A Child’s Daily Dose of Adequate Sleep Reduces Future Risk of Obesity

by Tanya Thomas on Nov 4 2008 2:06 PM

A research at the University of Otago, New Zealand has shown that children who don’t get their daily doses of sleep are more prone to obesity when they grow up. The comprehensive study followed more than 1000 children born in Dunedin between 1972 and 1973.

For the study, researchers at the University of Otago followed more than 1000 children born in Dunedin between 1972 and 1973.

They found that kids aged between five and 11 who spent less time in bed had higher Body Mass Indexes as adults and were significantly more likely to be obese.

Lead author of the study Erik Landhuis said the importance of getting a good night's sleep was well known, but this was the first study to show potential implications for adult obesity from lack of sleep during childhood.

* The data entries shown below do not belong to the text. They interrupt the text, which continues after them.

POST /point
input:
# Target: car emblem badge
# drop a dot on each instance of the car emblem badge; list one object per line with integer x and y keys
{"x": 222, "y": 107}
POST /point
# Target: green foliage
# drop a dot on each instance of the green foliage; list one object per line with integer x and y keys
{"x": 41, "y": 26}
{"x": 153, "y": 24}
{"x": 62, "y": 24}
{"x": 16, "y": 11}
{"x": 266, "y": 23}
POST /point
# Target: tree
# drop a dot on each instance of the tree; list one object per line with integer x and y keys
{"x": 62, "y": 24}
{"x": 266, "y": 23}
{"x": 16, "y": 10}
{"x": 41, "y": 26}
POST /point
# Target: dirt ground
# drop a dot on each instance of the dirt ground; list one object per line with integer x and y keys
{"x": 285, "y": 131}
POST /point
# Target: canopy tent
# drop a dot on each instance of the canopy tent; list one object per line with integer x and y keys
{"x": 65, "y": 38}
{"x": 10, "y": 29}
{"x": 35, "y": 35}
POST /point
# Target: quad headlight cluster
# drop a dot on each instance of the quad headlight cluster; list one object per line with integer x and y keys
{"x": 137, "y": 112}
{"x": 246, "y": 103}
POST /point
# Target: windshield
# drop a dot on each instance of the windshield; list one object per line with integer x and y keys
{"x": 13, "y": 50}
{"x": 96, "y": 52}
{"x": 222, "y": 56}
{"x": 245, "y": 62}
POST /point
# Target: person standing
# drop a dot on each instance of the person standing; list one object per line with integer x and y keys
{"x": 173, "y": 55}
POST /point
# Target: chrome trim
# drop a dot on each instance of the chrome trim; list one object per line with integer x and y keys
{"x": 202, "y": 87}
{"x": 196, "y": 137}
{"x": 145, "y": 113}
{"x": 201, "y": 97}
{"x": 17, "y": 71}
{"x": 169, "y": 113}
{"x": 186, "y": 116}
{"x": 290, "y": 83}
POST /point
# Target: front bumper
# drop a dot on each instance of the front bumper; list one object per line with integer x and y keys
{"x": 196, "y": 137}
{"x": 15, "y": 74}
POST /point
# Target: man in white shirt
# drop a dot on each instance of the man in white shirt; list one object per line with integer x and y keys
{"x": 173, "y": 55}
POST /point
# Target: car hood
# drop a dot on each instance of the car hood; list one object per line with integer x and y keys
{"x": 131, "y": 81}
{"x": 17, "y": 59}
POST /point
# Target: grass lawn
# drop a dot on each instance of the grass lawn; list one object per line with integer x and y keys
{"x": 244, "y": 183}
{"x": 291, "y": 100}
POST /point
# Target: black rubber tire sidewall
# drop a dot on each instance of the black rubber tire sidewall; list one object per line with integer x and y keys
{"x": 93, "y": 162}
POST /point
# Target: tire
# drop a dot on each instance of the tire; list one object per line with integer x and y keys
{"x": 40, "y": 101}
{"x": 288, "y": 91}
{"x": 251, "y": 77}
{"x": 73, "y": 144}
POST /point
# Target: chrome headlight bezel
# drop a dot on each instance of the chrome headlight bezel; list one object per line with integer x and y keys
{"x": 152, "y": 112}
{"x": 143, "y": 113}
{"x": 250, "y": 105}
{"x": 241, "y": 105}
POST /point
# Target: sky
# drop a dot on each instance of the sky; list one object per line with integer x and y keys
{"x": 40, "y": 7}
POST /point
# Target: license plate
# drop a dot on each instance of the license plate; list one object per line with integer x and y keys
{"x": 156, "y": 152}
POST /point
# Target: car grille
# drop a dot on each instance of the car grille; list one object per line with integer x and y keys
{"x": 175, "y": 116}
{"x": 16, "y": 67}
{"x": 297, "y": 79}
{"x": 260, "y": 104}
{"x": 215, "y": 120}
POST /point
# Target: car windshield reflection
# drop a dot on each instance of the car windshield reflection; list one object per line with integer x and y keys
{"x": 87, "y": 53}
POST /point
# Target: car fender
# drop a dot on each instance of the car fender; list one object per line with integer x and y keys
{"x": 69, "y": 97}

"It is not clear why lack of sleep might lead to weight gain, but experimental studies have shown that sleep deprivation may disrupt the hormones that regulate appetite," the quoted Landhuis, as saying.

"It has also been suggested that tired kids may simply have less energy and are therefore less active.

"Our findings indicate that ensuring adequate sleep time in childhood may play an important part in the prevention of adult obesity," Landhuis added.

Researchers documented participants' time in bed every two years between ages five and 11 and measured body weight at age 32.

They ruled out early signs of obesity such as socioeconomic factors, parental control, television watching, and a parental history of obesity as possible explanations for the results.

The study is published in the United States journal Pediatrics.